A dust cloud blooms on the surface of the red planet. There is no welcome party, there are no banners or noisemakers, no blinding paparazzi. Within view, only dusty planes, arid foothills, and open space. The visitor is a delegate from another planet who traveled millions of miles with no promise of ever reaching the destination. It seems strange that for millions of years, the destination could be seen with the naked eye, standing outside on a clear night. It’s perfectly natural for a great big nothing to greet an unmanned network of wire and metal.

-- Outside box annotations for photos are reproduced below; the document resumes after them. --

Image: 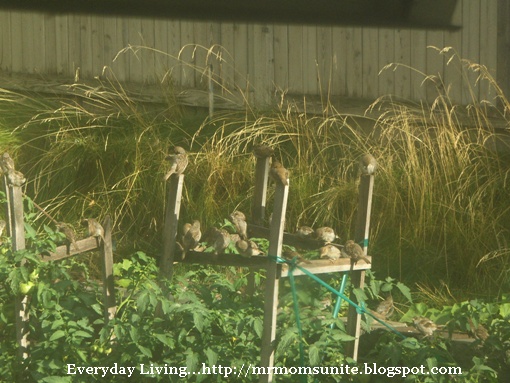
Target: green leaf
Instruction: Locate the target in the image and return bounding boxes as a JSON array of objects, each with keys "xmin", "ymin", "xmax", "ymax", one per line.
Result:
[
  {"xmin": 499, "ymin": 303, "xmax": 510, "ymax": 318},
  {"xmin": 308, "ymin": 344, "xmax": 321, "ymax": 366},
  {"xmin": 129, "ymin": 327, "xmax": 140, "ymax": 343},
  {"xmin": 253, "ymin": 318, "xmax": 264, "ymax": 338},
  {"xmin": 205, "ymin": 348, "xmax": 218, "ymax": 366},
  {"xmin": 50, "ymin": 330, "xmax": 66, "ymax": 342},
  {"xmin": 193, "ymin": 311, "xmax": 204, "ymax": 332},
  {"xmin": 136, "ymin": 344, "xmax": 152, "ymax": 358},
  {"xmin": 25, "ymin": 222, "xmax": 37, "ymax": 239},
  {"xmin": 73, "ymin": 330, "xmax": 92, "ymax": 338},
  {"xmin": 186, "ymin": 351, "xmax": 198, "ymax": 371},
  {"xmin": 396, "ymin": 282, "xmax": 413, "ymax": 303}
]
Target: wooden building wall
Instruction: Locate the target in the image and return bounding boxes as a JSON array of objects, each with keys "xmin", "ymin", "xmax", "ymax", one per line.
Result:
[{"xmin": 0, "ymin": 0, "xmax": 510, "ymax": 104}]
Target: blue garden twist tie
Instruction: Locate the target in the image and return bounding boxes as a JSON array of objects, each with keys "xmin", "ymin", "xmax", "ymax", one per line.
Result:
[
  {"xmin": 356, "ymin": 301, "xmax": 367, "ymax": 315},
  {"xmin": 268, "ymin": 255, "xmax": 407, "ymax": 339}
]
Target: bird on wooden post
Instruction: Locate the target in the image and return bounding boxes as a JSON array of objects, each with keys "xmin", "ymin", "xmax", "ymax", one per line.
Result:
[
  {"xmin": 182, "ymin": 220, "xmax": 202, "ymax": 259},
  {"xmin": 236, "ymin": 239, "xmax": 262, "ymax": 258},
  {"xmin": 57, "ymin": 222, "xmax": 80, "ymax": 255},
  {"xmin": 164, "ymin": 146, "xmax": 188, "ymax": 181},
  {"xmin": 269, "ymin": 160, "xmax": 289, "ymax": 186},
  {"xmin": 343, "ymin": 239, "xmax": 371, "ymax": 264},
  {"xmin": 296, "ymin": 226, "xmax": 315, "ymax": 238},
  {"xmin": 282, "ymin": 250, "xmax": 312, "ymax": 264},
  {"xmin": 319, "ymin": 245, "xmax": 343, "ymax": 262},
  {"xmin": 413, "ymin": 317, "xmax": 437, "ymax": 338},
  {"xmin": 230, "ymin": 210, "xmax": 248, "ymax": 239},
  {"xmin": 82, "ymin": 218, "xmax": 104, "ymax": 246},
  {"xmin": 0, "ymin": 152, "xmax": 15, "ymax": 174},
  {"xmin": 359, "ymin": 153, "xmax": 377, "ymax": 175},
  {"xmin": 315, "ymin": 226, "xmax": 337, "ymax": 244},
  {"xmin": 209, "ymin": 227, "xmax": 230, "ymax": 254}
]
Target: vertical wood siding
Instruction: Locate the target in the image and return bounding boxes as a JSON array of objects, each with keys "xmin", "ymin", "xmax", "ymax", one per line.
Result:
[{"xmin": 0, "ymin": 0, "xmax": 502, "ymax": 103}]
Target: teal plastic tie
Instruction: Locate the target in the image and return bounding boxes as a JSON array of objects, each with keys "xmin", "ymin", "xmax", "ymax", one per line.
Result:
[{"xmin": 269, "ymin": 255, "xmax": 407, "ymax": 339}]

Meanwhile, there are shouts and whoops of excitement in a control room on another planet. The excitement of possibility, exploration, and otherworldliness drove thousands of people to believe in something that might not happen; not this time, not for years, because they knew the mission might fail. But today, NASA’s work through the unknown ends in celebration.
NASA Administrator Jim Bridenstine said of the NASA mission, “Today, we successfully landed on Mars for the eighth time in human history…InSight will study the interior of Mars and will teach us valuable science as we prepare to send astronauts to the Moon and later to Mars. This accomplishment represents the ingenuity of America and our international partners, and it serves as a testament to the dedication and perseverance of our team. The best of NASA is yet to come, and it is coming soon.”
Exploration is lifegiving. It makes us hunger for more of what we have, and for new things. Seeing the Grand Canyon makes us wonder about the grandeur of the Rocky Mountains. If we’ve been on Lake Michigan, we wonder what it must be like to experience the frozen waters of Antarctica.
It can be difficult to manage wanting what we see to be ours, wanting to own it and know all about it, while still letting it be something other than us, knowing it is different and that that is good. The spark when we experience something we don’t expect, or when we’re overcome by majesty, is what ignites our creativity. It drives us to understand and find more. We ask questions such as: What’s it like to see through eyes that aren’t my own? What’s it like to be something different than what I am? — and these can drive us to explore new experiences. This empathetic perspective opens us up to someone else’s world.
At the Glen Ellyn Public Library, we’ve expanded “Game On: Summer Challenge” to be books and more. That “more” is exploring the world with new sense of interest and seeing everyday things in a new light. We want people to experience the great indoors as much as the outdoors — to appreciate the nature we make (by being empathetic) as well as the nature that makes itself (our need to own and understand). Book reading is just as important. Our imaginations take us to places we love but have never been, and places we have never considered. During the library’s StoryWalk at Prairie Path Park, you can wander on foot and in your mind with Pete the Cat. As Pete says, “It’s all good.”
The library strives to provide programs, services, and tools for adventure. Your library is your launch pad and spaceship — onward!